Le chef 6 lui reproche, en signant et scellant les plans venant d'un autre ingénieur
(Bousmal), de s'être attribué le mérite d'un travail d'ingénierie revenant à un confrère.
Quant au chef 7, en signant et scellant des plans provenant d'une personne
non-membre de l'Ordre, il participait ou contribuait à l'exercice illégal de la profession.

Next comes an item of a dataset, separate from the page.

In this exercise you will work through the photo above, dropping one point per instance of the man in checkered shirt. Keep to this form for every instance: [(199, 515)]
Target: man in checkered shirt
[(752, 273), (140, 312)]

[40] Écrivant n'avoir pas eu d'intention malhonnête, il admet avoir fait preuve
d'imprudence et avoir agi avec célérité.
[41] Le chef 8 : omis de faire preuve d'une disponibilité et d'une diligence
raisonnable. Cette infraction prévue à l'article 3.03.01 du Code de déontologie se
retrouve dans la section III : Devoirs et obligations envers le client. Et non pas envers
toute personne qui peut demander de l'information. C'est la section II qui concerne les
relations avec le public, et la section IV concerne les relations avec la profession ou
l'Ordre.
[42] L'appelant prétend que le Comité a gravement erré en droit en concluant à
l'application de l'article 3.03.01 à l'égard d'organismes gouvernementaux ou de
mandataires de l'Ordre. Selon lui, pour appliquer cet article, il faut une preuve de
laxisme ou d'insouciance envers le client. Or, le témoignage de Blanchard prouve
plutôt le manque de collaboration et de disponibilité de ce dernier.
7
D.C., vol. XII, p. 2229.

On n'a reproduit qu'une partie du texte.